Frequently Asked Questions

What is therapy like and how does it work?

Therapy, counseling, and coaching of any kind cannot be easily described or defined. It varies depending on the personalities of the therapist, the clients, and the issues and challenges being discussed. Because I take an integrated and multi-systemic view of human challenges, there are a variety of methods and techniques I may use to assist you. Psychotherapy is not like a medical doctor visit. Instead, it calls for a very active effort on your part. In order for the therapy to be most successful, you will have to work on things we talk about both during our sessions and at home. Sometimes therapy works by helping you to accept yourself and your situation better. Sometimes therapy works by helping you feel a little uncomfortable with the status quo and provides you with the support and challenge to make a shift. Often it’s a little bit of both.

What if my partner isn’t into therapy or I’m single but find myself wanting to work on my relationship issues. Can I still come to therapy?

I tell couples that they are 100% responsible for their 50% of the street. With that in mind, you may absolutely enter and benefit from therapy that focuses on who you are in relationships and the relational dynamics and patterns that you engage.
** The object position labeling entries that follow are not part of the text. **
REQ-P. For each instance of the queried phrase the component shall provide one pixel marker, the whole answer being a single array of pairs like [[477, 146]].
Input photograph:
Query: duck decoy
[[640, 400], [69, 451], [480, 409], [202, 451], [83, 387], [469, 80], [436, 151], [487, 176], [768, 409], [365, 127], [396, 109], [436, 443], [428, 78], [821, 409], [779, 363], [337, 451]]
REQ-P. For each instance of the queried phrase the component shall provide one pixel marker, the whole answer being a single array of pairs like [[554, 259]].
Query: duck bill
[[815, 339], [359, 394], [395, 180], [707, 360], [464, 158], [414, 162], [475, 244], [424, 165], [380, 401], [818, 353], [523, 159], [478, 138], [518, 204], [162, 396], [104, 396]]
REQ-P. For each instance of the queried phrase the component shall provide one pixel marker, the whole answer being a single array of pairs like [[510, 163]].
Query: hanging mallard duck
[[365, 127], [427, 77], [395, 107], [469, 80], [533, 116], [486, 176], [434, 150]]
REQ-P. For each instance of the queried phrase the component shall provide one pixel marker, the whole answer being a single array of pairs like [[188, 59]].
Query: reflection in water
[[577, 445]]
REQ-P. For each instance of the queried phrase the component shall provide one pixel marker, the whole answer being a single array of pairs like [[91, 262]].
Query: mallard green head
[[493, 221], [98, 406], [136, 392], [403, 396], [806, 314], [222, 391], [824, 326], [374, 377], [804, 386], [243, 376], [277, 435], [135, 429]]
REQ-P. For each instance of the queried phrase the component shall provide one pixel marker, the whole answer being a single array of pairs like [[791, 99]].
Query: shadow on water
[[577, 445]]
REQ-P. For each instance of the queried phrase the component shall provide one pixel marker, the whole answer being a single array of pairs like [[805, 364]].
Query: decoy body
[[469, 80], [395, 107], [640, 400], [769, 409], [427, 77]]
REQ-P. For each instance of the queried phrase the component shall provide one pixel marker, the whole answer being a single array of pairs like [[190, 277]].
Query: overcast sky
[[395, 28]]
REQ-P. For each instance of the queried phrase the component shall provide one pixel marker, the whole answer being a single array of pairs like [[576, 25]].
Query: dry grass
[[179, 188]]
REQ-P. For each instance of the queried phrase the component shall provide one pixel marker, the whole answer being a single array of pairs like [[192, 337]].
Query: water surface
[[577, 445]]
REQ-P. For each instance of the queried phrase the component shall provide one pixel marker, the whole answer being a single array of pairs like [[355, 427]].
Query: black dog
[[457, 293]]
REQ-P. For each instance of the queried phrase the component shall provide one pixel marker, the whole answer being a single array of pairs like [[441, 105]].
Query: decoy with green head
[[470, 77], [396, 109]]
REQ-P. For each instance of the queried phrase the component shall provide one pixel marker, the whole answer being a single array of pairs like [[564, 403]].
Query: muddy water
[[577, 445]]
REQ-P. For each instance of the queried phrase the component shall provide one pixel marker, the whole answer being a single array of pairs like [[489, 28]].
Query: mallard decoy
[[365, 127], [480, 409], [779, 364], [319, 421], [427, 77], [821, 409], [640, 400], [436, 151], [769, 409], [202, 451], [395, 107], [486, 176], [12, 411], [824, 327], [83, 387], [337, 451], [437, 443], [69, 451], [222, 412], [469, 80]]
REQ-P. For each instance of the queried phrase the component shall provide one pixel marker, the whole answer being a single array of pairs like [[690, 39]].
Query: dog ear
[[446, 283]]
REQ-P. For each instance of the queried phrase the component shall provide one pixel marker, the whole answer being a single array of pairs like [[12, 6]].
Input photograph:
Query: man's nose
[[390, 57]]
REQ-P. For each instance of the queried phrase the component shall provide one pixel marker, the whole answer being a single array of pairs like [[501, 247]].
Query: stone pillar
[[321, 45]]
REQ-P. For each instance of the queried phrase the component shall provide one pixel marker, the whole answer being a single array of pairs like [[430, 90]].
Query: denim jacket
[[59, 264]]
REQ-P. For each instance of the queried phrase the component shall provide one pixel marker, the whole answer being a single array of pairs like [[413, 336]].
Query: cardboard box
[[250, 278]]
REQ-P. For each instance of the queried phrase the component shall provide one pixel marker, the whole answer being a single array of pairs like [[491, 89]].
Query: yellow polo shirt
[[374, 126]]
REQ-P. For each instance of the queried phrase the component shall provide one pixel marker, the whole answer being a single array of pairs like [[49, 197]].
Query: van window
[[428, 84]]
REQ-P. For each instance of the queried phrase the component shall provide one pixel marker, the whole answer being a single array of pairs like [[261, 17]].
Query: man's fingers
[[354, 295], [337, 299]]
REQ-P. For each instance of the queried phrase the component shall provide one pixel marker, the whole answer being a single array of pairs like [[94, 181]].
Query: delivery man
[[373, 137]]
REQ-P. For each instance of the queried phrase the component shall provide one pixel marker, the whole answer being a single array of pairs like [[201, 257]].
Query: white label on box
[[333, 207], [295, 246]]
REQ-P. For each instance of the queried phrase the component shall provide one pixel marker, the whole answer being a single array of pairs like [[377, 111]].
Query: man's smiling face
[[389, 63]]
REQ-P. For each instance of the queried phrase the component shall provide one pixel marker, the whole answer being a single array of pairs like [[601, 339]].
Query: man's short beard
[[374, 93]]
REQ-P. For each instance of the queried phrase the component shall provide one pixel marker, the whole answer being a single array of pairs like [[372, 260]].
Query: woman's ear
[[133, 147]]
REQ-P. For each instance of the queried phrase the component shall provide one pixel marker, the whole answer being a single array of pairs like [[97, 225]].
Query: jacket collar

Individual therapy with a focus on relationships allows you to consider what happens between you and others as well as what happens within you. The work is not focused on fixing or changing the other but in helping you clarify your self and make choices that align with your values.

Why don’t you accept insurance?

There are several reasons that I do not currently accept insurance. First, many plans require that you pay out-of-pocket in order to hit a deductible. In some cases, you would not each a deductible for six to nine months. Second, often insurance requires an individual diagnosis. For couples, this means that one in the couple is identified with the problem. Because I take a relational and systemic perspective, I see the relationship dynamics as part of the problem, which both people are accountable to and for. In addition, my systemic lens means that I desire to empower clients to explore the context and externalize problems. Clinical diagnosis and referral for evaluation and possible medication may be part of the treatment process, but this process evolves from the work in therapy rather than being dictated by an insurance company. Finally, because I do not bill insurance companies, the person that I am accountable to for your treatment is you. This means your information is confidential.

Since you don’t accept insurance, how can I pay for therapy?

I do provide all clients with a superbill. This is a receipt or invoice that lists information like my provider number and procedure codes. If you have a Flexible Spending Account (FSA) or a Health Savings Account (HSA), you may use the superbill to be reimbursed by the insurance company. 

What does it mean that you integrate psychological and spiritual principles, and why does that matter to me?

To be human means to negotiate the push and pull of body, mind, emotion, and spirit. Psychological principles help us to understand our thought patterns and how they connect to our emotions and our behaviors. Spiritual principles help us to embody this awareness with our five senses and to be open to a life force or energy that is bigger and beyond us. Some people refer to this as the Universe, Higher Power, or God. In addition, spiritual principles invite us to wrestle with life’s biggest questions like why am I here or why do bad things happen to me when I work so hard to be good? In terms of a session, this integration means that I seek to incorporate meditation, prayer practice, deep breathing, and other contemplative practices if you like. If you find them beneficial, I encourage you to explore and engage contemplative practice between sessions, which can be come a part of your self-care. It also means that I may encourage you to consider creating a ritual to honor significant life changes.

What kinds of rituals might I include?

The wedding ceremony is the most common ritual incorporated in the therapy process. However, vow renewal ceremonies after a recommitment and renewal of the relationship in couples therapy, a house blessing upon moving, a baby blessing or baptism as part of welcoming new life into your family, a coming out/naming ritual, vow releasing ceremony for couples divorcing, or a memorial service are all examples of rituals that can be included as part of your counseling.

How long with therapy take?

A tongue-and-cheek answer to this question is “as long as it needs to take.” In all seriousness, the length of therapy really depends on many variables including what you seek, how long you’ve struggled before reaching out for help, and how much time and energy you choose to commit to the process between sessions. Certainly, my goal for you is that you NOT be in therapy for ever…but that through our work together, you develop the tools and support network to navigate life without counseling or with monthly or quarterly check-ins or tune-ups.

Are you really a Reverend, and why is that important?

Yes.  I am ordained and have my authorization through the United Church of Christ.   I attended Lancaster Theological Seminary for three years and earned a Master of Divinity.  In addition to theological education, I have completed internships with local non-profits and churches as well as earning one unit of Clinical Pastoral Education. In addition to be accountable to ethics of the American Association of Marriage and Family Therapists (AAMFT), I also am accountable to the United Church of Christ. I believe these authorizations help me to be my best self in serving you. In addition, my pastoral training and experience have provided me with expertise in co-creating rituals to honor your transitions.